Elias leva les yeux vers son père — ce fantôme qui était plus réel que le corps figé plus loin dans le labyrinthe. Derrière lui, le premier signataire observait toujours, immobile, patient, certain de sa victoire.
« Tu ne m'as jamais dit que tu m'aimais », dit Elias. La voix lui semblait étrangement calme.
Horace sourit. Un vrai sourire, cette fois. « Les contrats ne se concluent pas avec des mots doux, Elias. Ils se concluent par des clauses. Regarde ce que j'ai signé. »
Le parchemin sous les doigts d'Elias se mit à luire. De nouvelles lignes d'encre apparurent, invisibles jusqu'alors — une annexe qu'il n'avait pas remarquée, dissimulée sous la signature de son père.
« Déclaration du signataire : je donne ma vie et mon âme pour que mon fils, Elias Thorne, ne devienne jamais instrument de la Maison Covenant. Molécule par molécule, mot par mot, je m'efface afin qu'il demeure entier. »
Elias lut la clause trois fois. Puis il regarda la plume dans sa main.
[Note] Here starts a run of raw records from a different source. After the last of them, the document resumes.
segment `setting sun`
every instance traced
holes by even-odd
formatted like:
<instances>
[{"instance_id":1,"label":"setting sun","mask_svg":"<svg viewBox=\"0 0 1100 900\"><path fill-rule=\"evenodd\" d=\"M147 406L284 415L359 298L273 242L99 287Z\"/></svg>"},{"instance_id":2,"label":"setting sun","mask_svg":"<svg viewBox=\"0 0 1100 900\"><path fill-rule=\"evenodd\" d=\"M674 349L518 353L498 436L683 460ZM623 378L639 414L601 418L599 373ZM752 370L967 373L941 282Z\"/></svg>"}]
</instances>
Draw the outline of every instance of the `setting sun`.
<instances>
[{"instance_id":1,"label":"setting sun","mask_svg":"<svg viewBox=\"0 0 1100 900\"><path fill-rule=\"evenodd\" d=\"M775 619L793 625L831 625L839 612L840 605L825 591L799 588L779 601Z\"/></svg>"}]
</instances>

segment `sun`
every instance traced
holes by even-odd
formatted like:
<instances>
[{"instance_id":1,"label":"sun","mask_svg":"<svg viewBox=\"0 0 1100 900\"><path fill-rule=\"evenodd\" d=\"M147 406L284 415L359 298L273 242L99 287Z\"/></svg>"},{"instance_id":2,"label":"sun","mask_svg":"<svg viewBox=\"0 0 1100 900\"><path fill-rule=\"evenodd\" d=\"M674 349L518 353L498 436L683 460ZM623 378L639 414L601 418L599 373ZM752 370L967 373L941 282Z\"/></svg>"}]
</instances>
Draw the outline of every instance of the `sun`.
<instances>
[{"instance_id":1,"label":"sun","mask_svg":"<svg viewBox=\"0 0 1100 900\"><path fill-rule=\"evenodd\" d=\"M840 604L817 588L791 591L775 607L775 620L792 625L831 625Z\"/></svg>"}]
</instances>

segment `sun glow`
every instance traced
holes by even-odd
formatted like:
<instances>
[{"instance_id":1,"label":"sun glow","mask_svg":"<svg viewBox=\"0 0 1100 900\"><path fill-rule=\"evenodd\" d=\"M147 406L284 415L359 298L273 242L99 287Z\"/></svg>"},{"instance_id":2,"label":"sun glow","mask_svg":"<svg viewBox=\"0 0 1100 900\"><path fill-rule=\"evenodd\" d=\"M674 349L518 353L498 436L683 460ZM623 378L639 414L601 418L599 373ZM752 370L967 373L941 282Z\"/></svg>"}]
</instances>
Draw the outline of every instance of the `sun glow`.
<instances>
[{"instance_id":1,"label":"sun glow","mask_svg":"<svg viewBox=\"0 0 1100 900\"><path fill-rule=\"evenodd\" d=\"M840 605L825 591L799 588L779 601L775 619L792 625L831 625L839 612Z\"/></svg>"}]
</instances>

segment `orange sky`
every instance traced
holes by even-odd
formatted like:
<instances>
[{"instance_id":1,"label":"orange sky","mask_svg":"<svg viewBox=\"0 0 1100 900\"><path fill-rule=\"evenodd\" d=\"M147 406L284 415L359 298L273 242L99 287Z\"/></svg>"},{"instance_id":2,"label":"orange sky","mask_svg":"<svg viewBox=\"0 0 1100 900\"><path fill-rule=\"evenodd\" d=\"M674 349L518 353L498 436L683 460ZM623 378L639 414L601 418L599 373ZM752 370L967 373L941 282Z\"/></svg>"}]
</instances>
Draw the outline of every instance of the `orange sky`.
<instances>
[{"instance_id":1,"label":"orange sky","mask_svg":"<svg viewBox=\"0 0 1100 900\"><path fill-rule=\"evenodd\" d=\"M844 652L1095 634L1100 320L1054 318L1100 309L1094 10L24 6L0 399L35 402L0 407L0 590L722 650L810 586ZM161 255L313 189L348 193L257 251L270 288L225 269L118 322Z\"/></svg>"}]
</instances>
Il pouvait la reposer. La laisser là. Refuser le sacrifice supplémentaire, accepter sa capture, laisser le premier signataire faire de lui ce qu'il voulait. Son père serait peut-être encore libéré — peut-être. Le contrat était rompu, après tout.
Ou il pouvait soulever la plume et écrire une dernière clause. La seule qui pouvait libérer tout le monde — son père, les débiteurs, le Keeper, et peut-être même lui-même. Au prix de ce qui lui restait.
Les doigts d'Elias se refermèrent autour de la plume d'obsidienne. Il la souleva lentement, la pointe au-dessus du parchemin.
« Elias, ne fais pas — »
« Signé Howard, clause IV, section B », dit Elias sans lever les yeux. « Quand une clause d'annexe contredit une clause principale, la plus spécifique prévaut. Tu m'as appris ça aussi. » Il regarda son père. « Tu as écrit que tu t'effaces pour que je demeure entier. Mais tu as omis de préciser que tu me condamnais à vivre sans toi. C'est une partie du contrat que je n'accepte pas. »
Il posa la plume sur le parchemin.
« Je réécris la clause finale. »
L'encre noire coula, lente, irrévocable.
Les mots se dessinèrent sous ses yeux, le visage d'Horace Thorne pâlissant comme une étoffe qui perd sa teinte.
Mais la plume trembla soudain dans la main d'Elias, et le premier signataire se pencha en avant.